Wednesday, August 23, 2006

painting portraits

This posting is a real gamble for me. It means I must commit to following through to completion and I must try to make progress in a logical order. I don't do well with either one on large paintings. I struggle, scrape, wipe off, fiddle with details, change background colors, draw, re-draw and hopefully end up with a painting. This time I am hoping my daily painting practice has built in some better habits.

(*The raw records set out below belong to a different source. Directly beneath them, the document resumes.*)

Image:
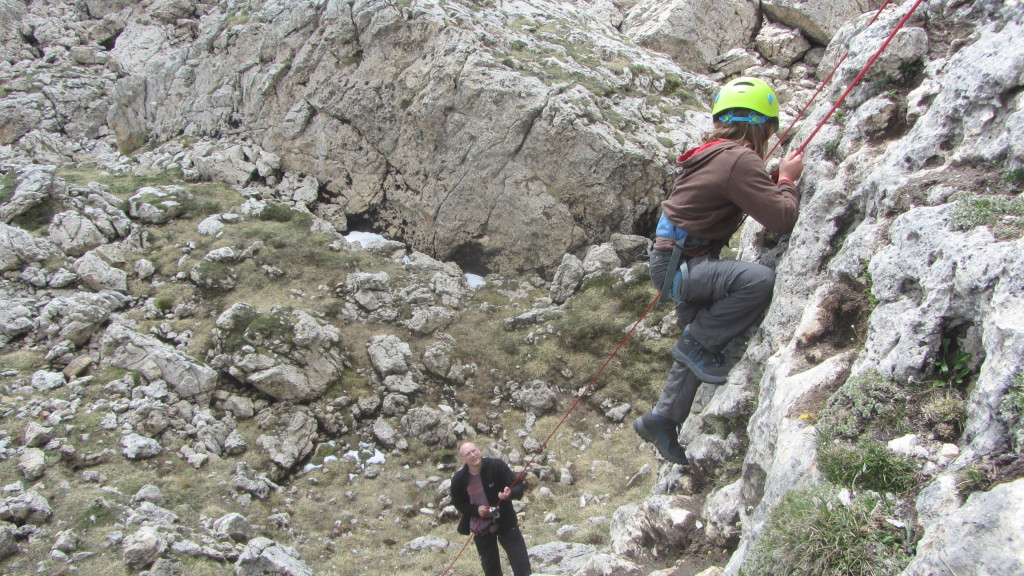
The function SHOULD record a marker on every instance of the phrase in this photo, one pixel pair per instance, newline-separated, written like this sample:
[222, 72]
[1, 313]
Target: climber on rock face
[717, 184]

This will be a 36"x36" oil portrait of my daughter and her husband. I am drawing in charcoal. It is easy to make changes with charcoal and it allows you to build up the values slowly.
This portrait will be done from photographs I have taken. We went through 3 separate photo sessions before finding the right setting, pose and composition.
I work from a computer screen for the most part. I can zoom in and around the photo, change it to black and white even edit. Amazing technology. But in the end it is the painting that I concentrate on. I try not to copy every wrinkle or every detail in the photo. It is a great tool , but it has pitfalls. You must look out for color distortion, foreshortening, and loss of depth. The most important thing to keep in your mind is that the camera freezes an image in a fraction of a second in time. When painting from life, an artist is making choices and interpreting what he or she sees over a period of time. It may sound funny, but I think Time is the most important ingredient an artist adds to a painting.

4 comments:

mick mcginty said...

Peter,
This one will be fun to watch. Thanks for taking the time to post these progressions. The people watching you, like me can learn alot.
Your work has been amazing to folloe. Strong compositions, great color control, and my favorite aspect of how you paint is the active brushwork and shimmering quality to the surface. Very realistic imprssion, but undeniably painterly. Just so fun to look at up close to see the artistry, and then back up and enjoy the presence of the object.

Mick McGinty

mick mcginty said...

I forgot to mention. Thank you for putting my link on your page, I'll be putting a link to yours on mine.

Mick

Darren Maurer said...

Peter,
This will be a really nice piece. It is interesting to see the progression of the painting as you work on it. Thanks.
Darren

Ed Terpening said...

I look forward to seeing this one progress and for your honesty in posting as you go. You lay yourself bare, don't you? I was thinking about that today as I ordered my paintings for the Estes Park Plein Air show this weekend--what if a collector sees this, and they buy one at the end of the list? Art is so subjective, even to the creator. I think there's a home for (almost) every paiting.